Bagaimanapun, media sosial punya sisi baik, tetapi tanpa sadar, sesuatu yang dianggap baik itu ternyata bisa menjelma sebaliknya. Pengalaman Redick—salah satunya—bisa menjelaskan hal itu. Karena pada suatu ketika, ia mengalami kejadian yang semakin menguatkan alasannya menghapus semua akun media sosial yang ia buat.

Redick pernah terlalu sering terpaku pada telepon genggamnya di sekitar istri dan dua putranya yang masih kecil. Secara berulang, ia memeriksa kanal-kanal berita di Business Insider, HoopsHype, dan Twitter untuk menyuapi egonya akan informasi. Ia bahkan berlangganan Basketball Reference untuk mendapatkan informasi tentang statistik NBA yang bebas iklan. Informasi itu tentu akan berguna untuknya, terutama ketika mengarungi karir di NBA. Namun, ia malah jadi lebih peduli pada telepon genggam daripada keluarganya karena terlalu menaruh perhatian kepada kanal-kanal berita yang mestinya jadi asupan positif bagi otaknya.

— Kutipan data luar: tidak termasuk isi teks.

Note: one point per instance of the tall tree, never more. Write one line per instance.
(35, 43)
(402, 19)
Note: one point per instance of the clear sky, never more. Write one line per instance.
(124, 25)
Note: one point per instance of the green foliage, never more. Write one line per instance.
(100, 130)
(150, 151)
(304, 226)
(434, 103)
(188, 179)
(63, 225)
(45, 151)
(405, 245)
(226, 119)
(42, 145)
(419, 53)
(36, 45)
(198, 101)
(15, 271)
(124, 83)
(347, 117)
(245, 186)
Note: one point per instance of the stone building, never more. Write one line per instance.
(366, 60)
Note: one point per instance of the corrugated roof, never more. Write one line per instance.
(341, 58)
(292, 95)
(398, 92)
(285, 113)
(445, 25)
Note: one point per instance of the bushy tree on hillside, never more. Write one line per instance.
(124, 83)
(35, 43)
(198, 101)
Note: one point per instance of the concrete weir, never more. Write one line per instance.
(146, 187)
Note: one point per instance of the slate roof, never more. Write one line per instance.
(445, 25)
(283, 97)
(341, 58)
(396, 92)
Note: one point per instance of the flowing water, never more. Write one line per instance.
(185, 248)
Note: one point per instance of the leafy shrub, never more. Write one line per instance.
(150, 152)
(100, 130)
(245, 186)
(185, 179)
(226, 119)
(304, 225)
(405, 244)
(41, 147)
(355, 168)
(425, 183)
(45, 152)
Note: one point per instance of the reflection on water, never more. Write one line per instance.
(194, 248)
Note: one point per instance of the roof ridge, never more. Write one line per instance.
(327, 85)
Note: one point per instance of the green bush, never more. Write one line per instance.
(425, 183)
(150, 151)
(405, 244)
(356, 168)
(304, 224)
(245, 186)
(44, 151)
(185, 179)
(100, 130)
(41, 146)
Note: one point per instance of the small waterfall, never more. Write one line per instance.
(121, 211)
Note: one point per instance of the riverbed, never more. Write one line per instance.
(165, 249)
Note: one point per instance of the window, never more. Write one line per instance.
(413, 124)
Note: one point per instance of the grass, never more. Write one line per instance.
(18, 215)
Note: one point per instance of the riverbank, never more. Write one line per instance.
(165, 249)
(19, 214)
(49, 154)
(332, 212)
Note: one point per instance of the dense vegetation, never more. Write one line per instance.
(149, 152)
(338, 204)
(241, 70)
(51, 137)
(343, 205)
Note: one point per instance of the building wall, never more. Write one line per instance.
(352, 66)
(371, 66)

“Itu bahkan dilakukan tanpa sadar,” kata Redick lagi. “Saya harus mengakui, setiap kali kita berada di lampu merah dan telepon genggam kita ada di dekat kita, kita pasti mengambilnya. Itu terjadi begitu saja. Bahkan ketika kita menaruh telepon genggam dan keluar ruangan, kita selalu tahu di mana barangnya berada. Itu menjadi bagian dari diri kita. Itu sangat mengerikan.”

Perasaan Redick tentang media sosial itu—saya pikir—dirasakan banyak orang di dunia. Beberapa selebritas pun ada yang pernah mengistirahatkan akun media sosialnya. Kanye West, selebritas berkebangsaan Amerika Serikat, misalnya, sempat meninggalkan Twitter pada 2012 karena kurang tidur dan kelelahan. Jika ia tidak melakukan itu, ada kemungkinan media sosial malah menyedot waktunya lebih banyak.

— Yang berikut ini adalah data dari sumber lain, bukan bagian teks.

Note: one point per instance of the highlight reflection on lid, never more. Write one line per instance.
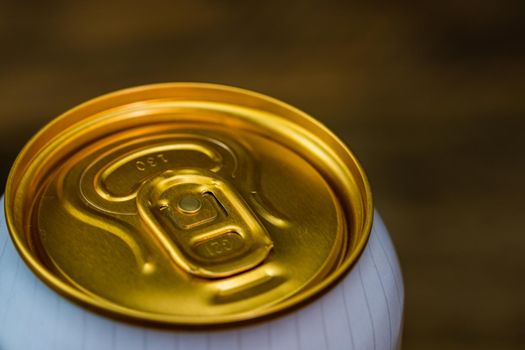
(187, 204)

Sayangnya, tidak semua orang bisa melakukan itu. Tidak semua orang mau dan bisa beristirahat dari media sosial.

Suatu ketika, sekitar dua-tiga tahun lalu (saya lupa tepatnya tahun berapa), seorang atlet basket Indonesia pernah mengaku tidak bisa lepas dari telepon genggamnya barang sehari pun. Ia harus selalu membawa telepon genggamnya ke mana pun ia pergi. Hal itu bisa jadi berbahaya karena beberapa orang di luar sana justru tidak bisa lepas dari media sosial karena mengalami FOMO yang parah.

Eric Baker, penulis buku Barking Up the Wrong Tree, pernah menulis di TIME bahwa penelitian menyebutkan, orang-orang dengan FOMO berhenti memperhatikan kehidupan dan beralih ke media sosial untuk menyembuhkan kebahagiaan mereka. Meski dimaknai dalam sudut pandang yang berbeda-beda, pada titik ini, FOMO pun jadi terdengar seperti sebuah puisi Po Chu-I dalam buku The Year of Living Dangerously:

 

Semenjak kita berpisah, kita telah sama-sama menua;

Dan pikiran kita direcoki banyak kecemasan;

Namun bahkan sekarang aku membayangkan telingaku penuh

Dengan suara giok bergemerincing di tali kekangmu.      

 

Ibaratkan pusi di atas, media sosial itu seperti suara giok bergemerincing di tali kekang yang memenuhi telinga. Media sosial bisa jadi suara-suara yang bergumam di dalam kepala dan menebar kecemasan seandainya kita tidak tahu cara beristirahat darinya. Oleh karena itu, saya pikir keputusan Redick, Kanye, dan para pesohor lainnya yang pernah mematikan media sosial mereka—entah sejenak atau selamanya—terasa benar.

Bagaimanapun, kita memang perlu menjaga kewarasan kita dengan beristirahat. Psikolog Nick Hobson di Psychology Today bahkan menganjurkan orang untuk mengurangi FOMO dengan mengurangi fokus akan rasa kehilangan dan mulai memperhatikan apa yang benar-benar kita lakukan. Pada akhirnya, ketika cemas, kita perlu berdamai dan menghadapi realitas itu sendiri.